'Mario Kart Wii' offers more ways to get screwed
The gaming world is just another day, another Nintendo console, another Mario Kart.
May. 09, 2008
What more needs to be said about Mario Kart at this point? Toss some Mario characters into pocket rockets and some wacky courses and weapon pick-ups into a game, then tack the name of the console onto the title, and there's your new Mario Kart - always has been fun and always will be.
"Mario Kart Wii" manages to distinguish itself from other games in the series, though. Instead of the two-driver dynamic of "Double Dash!!," "Mario Kart Wii" returns to the old-school, every-man-for-himself style of racing. On the other hand, bikes now join traditional karts as selectable rides, and each character eventually has six or eight vehicles to choose from.
Bikes can't accelerate as fast as karts, but players can wheelie with bikes on straights to pick up extra speed. The dynamic prevents any one section of the course from getting too boring. The differences in performance between all of the different vehicles, though, are almost completely superficial: That extra boost in handling means jack when red shells and banana peels keep screwing you up.
And there are more ways to get screwed (and screw other players) in Mario Kart than ever. Mega mushrooms transform you into a kart-flattening giant, POW blocks force all the other players to drop their items, and all of the classic uber-powered weapons (the star, the blue shell, the lightning bolt, Bullet Bill) are still here.

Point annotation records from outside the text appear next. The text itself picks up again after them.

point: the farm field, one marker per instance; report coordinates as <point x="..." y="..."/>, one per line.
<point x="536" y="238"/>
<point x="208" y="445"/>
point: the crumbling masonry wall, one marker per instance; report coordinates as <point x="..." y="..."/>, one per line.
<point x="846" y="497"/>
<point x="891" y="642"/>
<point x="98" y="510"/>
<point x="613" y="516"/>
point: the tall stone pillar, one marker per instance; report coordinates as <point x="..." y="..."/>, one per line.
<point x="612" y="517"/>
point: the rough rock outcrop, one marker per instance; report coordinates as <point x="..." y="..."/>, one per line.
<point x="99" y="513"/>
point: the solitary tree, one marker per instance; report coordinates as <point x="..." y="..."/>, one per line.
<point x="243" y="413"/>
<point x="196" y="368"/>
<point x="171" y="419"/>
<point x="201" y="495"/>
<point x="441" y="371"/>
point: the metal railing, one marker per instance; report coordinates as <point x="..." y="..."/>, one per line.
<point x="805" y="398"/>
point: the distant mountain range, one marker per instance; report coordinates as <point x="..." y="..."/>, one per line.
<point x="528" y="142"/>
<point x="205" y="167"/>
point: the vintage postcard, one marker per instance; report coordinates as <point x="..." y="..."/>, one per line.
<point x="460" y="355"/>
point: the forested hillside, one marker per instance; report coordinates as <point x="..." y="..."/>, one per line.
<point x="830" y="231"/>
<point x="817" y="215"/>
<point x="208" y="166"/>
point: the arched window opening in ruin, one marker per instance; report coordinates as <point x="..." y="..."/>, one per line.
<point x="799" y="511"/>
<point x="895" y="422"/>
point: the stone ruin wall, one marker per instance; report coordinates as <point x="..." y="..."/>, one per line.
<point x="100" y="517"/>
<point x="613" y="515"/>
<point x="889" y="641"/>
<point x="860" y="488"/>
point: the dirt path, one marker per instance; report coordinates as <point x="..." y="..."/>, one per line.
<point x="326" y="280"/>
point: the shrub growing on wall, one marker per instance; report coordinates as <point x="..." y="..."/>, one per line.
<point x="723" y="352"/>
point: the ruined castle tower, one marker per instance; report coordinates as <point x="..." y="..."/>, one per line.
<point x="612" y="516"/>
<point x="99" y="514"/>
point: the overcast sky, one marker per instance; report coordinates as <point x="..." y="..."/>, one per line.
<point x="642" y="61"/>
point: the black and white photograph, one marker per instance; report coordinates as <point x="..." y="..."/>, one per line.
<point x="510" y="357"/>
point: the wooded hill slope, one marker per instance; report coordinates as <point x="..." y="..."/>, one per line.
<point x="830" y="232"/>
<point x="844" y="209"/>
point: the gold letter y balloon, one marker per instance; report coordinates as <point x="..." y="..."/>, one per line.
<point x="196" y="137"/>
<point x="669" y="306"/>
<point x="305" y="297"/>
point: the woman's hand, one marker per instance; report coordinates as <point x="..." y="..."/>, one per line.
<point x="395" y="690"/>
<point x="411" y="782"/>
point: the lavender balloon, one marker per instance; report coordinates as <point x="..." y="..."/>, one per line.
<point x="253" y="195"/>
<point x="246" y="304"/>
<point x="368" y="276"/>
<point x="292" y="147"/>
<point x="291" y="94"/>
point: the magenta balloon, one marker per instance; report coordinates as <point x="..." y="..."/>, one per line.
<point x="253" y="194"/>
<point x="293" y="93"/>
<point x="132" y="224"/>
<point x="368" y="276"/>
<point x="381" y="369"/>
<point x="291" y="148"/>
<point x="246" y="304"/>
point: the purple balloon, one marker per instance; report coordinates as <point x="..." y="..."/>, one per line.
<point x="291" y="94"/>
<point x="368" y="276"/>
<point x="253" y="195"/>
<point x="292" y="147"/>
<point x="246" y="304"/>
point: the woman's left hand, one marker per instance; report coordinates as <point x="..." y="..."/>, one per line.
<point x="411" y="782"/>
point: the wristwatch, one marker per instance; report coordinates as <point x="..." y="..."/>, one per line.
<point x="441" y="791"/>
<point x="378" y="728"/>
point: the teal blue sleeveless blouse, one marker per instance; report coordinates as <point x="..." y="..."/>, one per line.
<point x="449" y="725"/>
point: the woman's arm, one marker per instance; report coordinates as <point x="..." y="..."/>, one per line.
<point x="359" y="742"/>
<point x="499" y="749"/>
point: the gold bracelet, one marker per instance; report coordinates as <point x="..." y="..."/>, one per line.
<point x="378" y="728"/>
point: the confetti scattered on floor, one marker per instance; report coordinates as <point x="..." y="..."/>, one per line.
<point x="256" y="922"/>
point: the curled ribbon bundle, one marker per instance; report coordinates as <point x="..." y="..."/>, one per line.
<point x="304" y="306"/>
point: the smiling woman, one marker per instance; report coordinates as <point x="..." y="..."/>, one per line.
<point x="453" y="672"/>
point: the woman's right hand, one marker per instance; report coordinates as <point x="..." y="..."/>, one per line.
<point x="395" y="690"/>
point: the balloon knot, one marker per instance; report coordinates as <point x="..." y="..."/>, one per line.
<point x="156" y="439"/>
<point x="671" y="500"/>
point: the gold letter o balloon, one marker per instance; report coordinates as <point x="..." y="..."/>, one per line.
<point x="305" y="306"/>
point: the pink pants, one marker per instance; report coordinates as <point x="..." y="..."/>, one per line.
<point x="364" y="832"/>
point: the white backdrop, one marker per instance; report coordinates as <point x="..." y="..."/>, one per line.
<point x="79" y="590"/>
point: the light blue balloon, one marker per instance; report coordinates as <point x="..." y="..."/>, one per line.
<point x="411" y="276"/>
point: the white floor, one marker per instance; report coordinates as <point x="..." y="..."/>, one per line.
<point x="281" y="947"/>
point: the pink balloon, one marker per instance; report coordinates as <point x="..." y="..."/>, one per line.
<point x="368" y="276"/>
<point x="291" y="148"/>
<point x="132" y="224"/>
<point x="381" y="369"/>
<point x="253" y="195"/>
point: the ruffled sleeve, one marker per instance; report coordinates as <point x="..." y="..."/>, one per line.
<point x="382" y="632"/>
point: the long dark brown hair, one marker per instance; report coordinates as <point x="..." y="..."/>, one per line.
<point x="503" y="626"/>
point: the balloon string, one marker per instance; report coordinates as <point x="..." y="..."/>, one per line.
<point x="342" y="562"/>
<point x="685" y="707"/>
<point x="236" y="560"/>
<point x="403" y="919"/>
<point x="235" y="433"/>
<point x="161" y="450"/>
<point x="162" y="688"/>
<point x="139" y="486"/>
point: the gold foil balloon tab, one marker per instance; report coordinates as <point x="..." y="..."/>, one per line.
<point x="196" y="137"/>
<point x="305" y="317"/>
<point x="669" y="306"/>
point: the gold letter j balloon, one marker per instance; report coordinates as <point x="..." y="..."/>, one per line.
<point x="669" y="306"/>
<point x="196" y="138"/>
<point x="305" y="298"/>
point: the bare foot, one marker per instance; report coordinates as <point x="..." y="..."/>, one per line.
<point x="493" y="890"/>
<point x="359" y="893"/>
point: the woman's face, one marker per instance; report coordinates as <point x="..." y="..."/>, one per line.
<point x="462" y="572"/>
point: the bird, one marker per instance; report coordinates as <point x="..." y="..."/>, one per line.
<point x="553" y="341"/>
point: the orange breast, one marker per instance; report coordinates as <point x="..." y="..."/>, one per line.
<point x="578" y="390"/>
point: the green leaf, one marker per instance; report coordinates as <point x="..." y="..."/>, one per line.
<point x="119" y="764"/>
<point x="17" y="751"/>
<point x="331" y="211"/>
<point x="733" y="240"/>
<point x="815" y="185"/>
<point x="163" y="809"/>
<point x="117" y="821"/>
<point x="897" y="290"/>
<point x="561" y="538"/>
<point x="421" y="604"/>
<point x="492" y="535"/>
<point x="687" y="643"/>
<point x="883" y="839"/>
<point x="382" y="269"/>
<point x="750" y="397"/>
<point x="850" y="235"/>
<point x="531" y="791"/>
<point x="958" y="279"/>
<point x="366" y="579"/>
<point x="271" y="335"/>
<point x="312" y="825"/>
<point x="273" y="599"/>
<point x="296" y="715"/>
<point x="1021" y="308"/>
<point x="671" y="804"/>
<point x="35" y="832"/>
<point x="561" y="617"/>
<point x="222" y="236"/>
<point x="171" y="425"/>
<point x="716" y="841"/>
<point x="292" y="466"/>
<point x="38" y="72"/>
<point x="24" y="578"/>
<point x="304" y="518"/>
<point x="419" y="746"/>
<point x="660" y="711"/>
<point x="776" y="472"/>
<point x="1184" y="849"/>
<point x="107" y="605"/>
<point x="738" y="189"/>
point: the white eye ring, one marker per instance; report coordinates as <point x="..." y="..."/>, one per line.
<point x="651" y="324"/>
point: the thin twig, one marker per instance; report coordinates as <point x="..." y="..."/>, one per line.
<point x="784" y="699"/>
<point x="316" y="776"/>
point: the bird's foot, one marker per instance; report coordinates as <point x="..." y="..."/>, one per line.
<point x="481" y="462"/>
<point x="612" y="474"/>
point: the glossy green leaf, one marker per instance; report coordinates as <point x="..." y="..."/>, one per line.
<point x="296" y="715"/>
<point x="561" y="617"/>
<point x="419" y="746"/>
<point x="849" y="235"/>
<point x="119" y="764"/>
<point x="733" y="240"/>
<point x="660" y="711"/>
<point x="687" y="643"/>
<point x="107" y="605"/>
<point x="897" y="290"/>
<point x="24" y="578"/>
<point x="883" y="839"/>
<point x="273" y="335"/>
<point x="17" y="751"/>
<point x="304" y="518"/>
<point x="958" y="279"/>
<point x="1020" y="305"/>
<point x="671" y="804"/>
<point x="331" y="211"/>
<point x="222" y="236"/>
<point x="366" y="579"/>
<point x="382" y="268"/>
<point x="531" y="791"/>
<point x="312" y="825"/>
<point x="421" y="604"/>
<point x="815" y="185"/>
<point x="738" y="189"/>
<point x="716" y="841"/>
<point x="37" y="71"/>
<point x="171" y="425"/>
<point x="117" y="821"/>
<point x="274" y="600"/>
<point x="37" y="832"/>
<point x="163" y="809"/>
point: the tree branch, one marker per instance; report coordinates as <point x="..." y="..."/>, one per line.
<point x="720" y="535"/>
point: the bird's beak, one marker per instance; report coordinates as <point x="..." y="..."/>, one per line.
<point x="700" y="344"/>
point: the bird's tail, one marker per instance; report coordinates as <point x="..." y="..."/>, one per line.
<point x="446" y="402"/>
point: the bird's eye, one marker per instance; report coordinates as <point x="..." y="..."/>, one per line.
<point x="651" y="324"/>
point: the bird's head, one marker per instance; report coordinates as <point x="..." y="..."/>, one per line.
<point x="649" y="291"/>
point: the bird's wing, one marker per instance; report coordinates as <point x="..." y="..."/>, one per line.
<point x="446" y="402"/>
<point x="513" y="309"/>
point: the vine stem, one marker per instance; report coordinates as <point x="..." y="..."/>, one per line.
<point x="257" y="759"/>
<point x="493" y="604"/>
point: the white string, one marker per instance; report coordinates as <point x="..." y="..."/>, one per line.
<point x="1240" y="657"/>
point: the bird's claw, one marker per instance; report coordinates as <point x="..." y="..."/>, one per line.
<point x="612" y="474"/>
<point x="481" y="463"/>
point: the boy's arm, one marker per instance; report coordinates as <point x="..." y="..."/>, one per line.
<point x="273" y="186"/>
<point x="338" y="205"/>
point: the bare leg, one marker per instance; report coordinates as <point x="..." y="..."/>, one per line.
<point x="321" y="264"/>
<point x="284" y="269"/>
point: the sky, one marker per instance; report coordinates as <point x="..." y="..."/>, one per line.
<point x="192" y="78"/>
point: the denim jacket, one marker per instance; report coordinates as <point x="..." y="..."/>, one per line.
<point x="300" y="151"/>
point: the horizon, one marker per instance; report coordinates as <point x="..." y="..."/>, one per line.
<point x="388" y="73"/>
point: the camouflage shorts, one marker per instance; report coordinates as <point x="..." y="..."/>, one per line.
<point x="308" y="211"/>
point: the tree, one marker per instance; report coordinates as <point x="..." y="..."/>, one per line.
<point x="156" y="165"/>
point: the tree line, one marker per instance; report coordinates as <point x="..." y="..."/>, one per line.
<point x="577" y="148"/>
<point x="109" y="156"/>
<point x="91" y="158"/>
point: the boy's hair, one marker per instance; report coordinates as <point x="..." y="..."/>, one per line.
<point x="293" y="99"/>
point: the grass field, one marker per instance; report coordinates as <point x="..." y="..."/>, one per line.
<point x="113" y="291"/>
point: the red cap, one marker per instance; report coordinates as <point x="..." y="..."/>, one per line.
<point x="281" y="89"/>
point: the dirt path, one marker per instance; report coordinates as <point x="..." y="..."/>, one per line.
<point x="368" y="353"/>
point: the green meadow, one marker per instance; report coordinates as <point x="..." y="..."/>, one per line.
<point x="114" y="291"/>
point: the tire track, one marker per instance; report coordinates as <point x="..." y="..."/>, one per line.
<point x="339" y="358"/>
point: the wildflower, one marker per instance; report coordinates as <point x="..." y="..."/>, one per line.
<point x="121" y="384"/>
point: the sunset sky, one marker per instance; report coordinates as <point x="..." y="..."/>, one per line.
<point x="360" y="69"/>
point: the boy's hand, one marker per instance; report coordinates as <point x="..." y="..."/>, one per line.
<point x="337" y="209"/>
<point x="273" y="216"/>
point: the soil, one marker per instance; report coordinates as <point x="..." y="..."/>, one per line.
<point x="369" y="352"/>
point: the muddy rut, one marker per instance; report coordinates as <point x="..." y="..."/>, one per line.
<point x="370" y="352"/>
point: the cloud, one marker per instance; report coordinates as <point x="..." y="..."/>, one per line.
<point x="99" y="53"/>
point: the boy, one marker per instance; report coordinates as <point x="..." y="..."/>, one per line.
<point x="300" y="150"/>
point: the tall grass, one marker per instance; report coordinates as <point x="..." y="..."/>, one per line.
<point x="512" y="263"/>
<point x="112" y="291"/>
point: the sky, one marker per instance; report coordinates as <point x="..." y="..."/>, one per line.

All of these game-breaking pick-ups ensure that anyone sitting pretty in first place won't stay there for long. In fact, you'll probably do better if you hang back in 12th place for the first two laps and scoop up all the powerful stuff. It's great if you want to play with your newbie friends, but not so great when taking on AI in the Grand Prix mode. You'll love "Mario Kart Wii" if you have a glutton for punishment.
The game includes a whopping 32 courses - half new and half old. Most of the new courses are fantastic: DK Summit takes you down a snowy mountain full of half-pipes and moguls, Grumble Volcano constantly requires leaps of faith over pits of lava and Moonview Highway is an uphill fight against oncoming traffic.
Tricks are a huge part of gameplay now. Performing a trick in midair results in a speed boost when you land. Most courses offer plenty of opportunities to get air, so remembering to perform tricks is a crucial tactic for making fast times in time trial mode. This is another dynamic to the gameplay that prevents courses from turning into "drive in a straight line and turn around corners" routines.
There is just one problem, though. Every character feels compelled to say something like "Wahoo!" or "Yeah!" in the most annoying, high-pitched voice imaginable every two seconds. There are also more baby versions of characters than ever now. The audio experience is unpleasant to say the least.
The most worthwhile addition to the series has to be its 12-player online mode. Finally, Nintendo allows random players to have identities beyond their 12-digit friend codes by displaying their Mii and region as well. Matches are wonderfully lag-free and quick to start, making this the preferred mode of play when you just want to kill time for a few hours.
Having a good time with any Mario Kart game is easy. Once you exhaust every course in every speed class and unlock every character and vehicle, though, you'll probably feel like you've had enough Mario Kart for one lifetime. And if you don't, the online mode will keep you occupied until you can't throw koopa shells anymore.